Question

I am running a website where I have had problems with it being really slow. I believe I have made it quite speedy now with usage of caches etc.

When I click through the website myself it feels quite fast (please, try for yourself) but according to New Relic (host the website on Heroku) I have load times up to 30 sec and an average of 9 sec.

I have used tools like tools.pingdom.com to test it and it typically (depending on the load) gives a number of between 3-9 seconds (9 sec being the most common).

According to the stats at tools.pingdom.com it seems like a few external images, scripts etc are slow to load and that brings the load time stats down. That could also explain why the website actually feels fast for me. If the website is 95% loaded after 3 sec and one product image takes additional 6 secs to load, it does not really affect the user experience, in my opinion.

If that is the case, how can I check the perceived load time? Does the website feel slow to you?

Was it helpful?

Solution

I'd avoid averages are they are prone to outliers influencing the results - what you want is a histogram of page load times so you can tell how long the page takes to load for say 50% or 95% of visitors.

Google Analytics offers some Real User Measurement (uses Navigation Timing API which isn't supported by Safari yet)

You can find the numbers via Content > Site Speed > Page Timings and then the performance tab.

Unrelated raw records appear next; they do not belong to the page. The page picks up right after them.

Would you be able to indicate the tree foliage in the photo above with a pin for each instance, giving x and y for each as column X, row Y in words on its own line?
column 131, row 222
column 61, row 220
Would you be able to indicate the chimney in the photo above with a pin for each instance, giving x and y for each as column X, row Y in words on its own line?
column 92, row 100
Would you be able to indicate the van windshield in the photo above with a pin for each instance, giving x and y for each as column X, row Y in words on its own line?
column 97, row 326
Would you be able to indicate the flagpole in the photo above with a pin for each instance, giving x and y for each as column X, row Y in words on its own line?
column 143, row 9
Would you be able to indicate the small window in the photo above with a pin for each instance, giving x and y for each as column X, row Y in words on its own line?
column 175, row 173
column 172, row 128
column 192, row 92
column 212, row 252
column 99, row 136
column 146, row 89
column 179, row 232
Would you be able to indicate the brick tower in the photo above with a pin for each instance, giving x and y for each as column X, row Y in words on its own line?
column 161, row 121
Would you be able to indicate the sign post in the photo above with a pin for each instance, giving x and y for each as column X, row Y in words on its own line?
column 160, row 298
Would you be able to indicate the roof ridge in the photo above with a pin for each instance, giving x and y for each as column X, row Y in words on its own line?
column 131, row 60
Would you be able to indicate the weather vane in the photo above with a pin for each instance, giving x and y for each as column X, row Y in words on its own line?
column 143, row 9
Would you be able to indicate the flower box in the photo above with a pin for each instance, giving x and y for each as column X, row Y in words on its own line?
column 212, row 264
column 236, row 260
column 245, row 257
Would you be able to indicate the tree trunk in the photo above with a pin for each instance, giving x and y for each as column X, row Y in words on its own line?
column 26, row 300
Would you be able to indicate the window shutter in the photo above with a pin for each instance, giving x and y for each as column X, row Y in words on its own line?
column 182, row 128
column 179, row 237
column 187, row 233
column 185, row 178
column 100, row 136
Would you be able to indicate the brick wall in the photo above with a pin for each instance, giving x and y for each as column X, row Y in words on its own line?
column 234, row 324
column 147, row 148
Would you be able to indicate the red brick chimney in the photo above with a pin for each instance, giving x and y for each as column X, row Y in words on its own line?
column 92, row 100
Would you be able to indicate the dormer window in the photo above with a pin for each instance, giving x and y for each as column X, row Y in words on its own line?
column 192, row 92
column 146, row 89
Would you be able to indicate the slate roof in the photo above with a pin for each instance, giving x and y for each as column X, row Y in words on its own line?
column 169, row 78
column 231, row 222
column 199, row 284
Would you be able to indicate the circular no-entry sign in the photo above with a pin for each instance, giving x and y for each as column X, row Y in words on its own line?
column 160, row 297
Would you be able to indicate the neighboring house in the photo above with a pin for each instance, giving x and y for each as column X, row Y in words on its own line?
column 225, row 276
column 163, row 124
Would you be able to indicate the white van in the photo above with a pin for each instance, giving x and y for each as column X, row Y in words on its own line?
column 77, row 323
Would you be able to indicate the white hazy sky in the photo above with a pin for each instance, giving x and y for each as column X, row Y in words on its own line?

By default it uses a very low sample rate and you can increase this by adding

_gaq.push(['_setSiteSpeedSampleRate', 100]);

(Google Limits you to 10K samples a day though)

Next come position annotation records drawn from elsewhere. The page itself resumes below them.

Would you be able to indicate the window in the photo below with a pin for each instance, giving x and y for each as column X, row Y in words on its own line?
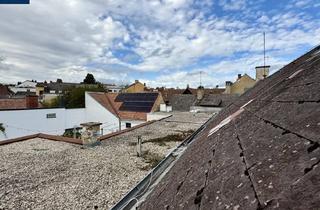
column 51, row 115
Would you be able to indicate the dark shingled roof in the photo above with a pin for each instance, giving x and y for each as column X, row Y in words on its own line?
column 261, row 152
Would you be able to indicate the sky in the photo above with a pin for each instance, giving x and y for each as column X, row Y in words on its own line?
column 160, row 42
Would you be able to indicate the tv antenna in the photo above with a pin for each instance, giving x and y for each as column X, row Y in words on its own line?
column 264, row 48
column 200, row 79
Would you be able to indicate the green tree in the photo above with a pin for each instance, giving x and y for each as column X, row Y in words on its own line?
column 89, row 79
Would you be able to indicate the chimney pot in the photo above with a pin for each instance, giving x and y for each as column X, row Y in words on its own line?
column 32, row 101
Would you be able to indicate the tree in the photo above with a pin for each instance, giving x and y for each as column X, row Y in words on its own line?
column 89, row 79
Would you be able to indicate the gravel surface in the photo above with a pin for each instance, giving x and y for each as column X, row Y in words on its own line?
column 44, row 174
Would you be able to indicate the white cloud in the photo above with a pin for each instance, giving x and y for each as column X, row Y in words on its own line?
column 67, row 39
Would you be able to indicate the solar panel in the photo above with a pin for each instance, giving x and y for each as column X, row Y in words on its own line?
column 136, row 106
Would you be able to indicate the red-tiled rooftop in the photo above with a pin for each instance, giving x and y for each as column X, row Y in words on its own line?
column 108, row 100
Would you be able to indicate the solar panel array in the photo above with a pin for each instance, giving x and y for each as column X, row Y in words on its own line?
column 136, row 102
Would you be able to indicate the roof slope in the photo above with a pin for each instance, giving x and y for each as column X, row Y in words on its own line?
column 261, row 152
column 217, row 100
column 130, row 106
column 182, row 102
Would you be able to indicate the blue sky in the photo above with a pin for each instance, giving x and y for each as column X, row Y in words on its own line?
column 160, row 42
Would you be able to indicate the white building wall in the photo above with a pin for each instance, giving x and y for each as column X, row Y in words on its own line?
column 19, row 123
column 95, row 112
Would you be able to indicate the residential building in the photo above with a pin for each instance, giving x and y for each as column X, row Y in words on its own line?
column 261, row 152
column 168, row 93
column 115, row 112
column 112, row 88
column 241, row 85
column 25, row 102
column 24, row 88
column 125, row 110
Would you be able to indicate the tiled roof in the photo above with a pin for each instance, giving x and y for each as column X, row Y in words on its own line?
column 108, row 100
column 261, row 152
column 169, row 92
column 182, row 102
column 13, row 103
column 217, row 100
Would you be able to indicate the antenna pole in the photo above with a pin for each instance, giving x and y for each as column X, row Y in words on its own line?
column 264, row 48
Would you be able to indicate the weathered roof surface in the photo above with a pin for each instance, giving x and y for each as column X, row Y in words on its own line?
column 112, row 102
column 169, row 92
column 43, row 174
column 217, row 100
column 182, row 102
column 262, row 152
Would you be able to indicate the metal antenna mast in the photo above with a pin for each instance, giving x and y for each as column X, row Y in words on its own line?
column 264, row 48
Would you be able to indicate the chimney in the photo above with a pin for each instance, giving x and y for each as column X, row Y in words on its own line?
column 32, row 101
column 262, row 72
column 200, row 93
column 228, row 87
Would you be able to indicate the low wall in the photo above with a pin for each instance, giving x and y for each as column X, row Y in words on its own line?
column 24, row 122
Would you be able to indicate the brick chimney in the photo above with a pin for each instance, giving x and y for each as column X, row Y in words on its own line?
column 200, row 93
column 32, row 101
column 262, row 72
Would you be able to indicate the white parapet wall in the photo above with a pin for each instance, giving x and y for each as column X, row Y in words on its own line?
column 205, row 109
column 19, row 123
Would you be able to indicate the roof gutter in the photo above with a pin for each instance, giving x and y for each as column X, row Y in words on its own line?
column 145, row 186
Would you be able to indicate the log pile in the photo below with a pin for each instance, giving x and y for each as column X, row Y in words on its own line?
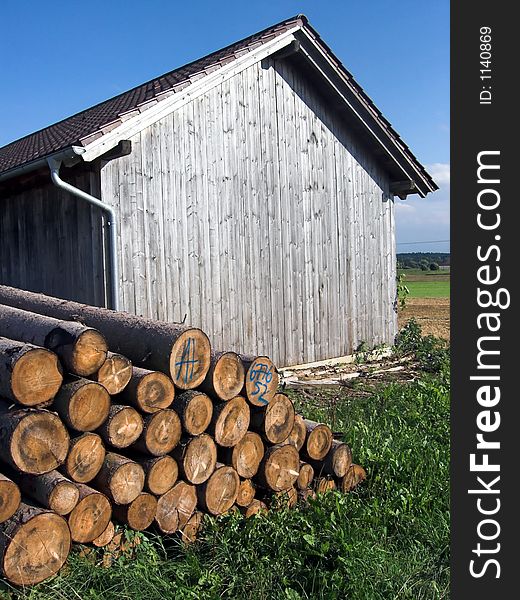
column 108, row 418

Armed with the load times, compare them against your business goals - conversions etc. - to see what effect performance is having on visitor behaviour.

EDIT

Other thing to do is use webpagetest.org and create a video of the page loading

OTHER TIPS

In Chrome you can press F12, then go to the Network tab and reload your page. Then you should see the loading times of all resources. This is not a benchmarking per se, but it should point you in the right direction. Firefox has a similar feature but unfortunately I don't remember the shortcuts.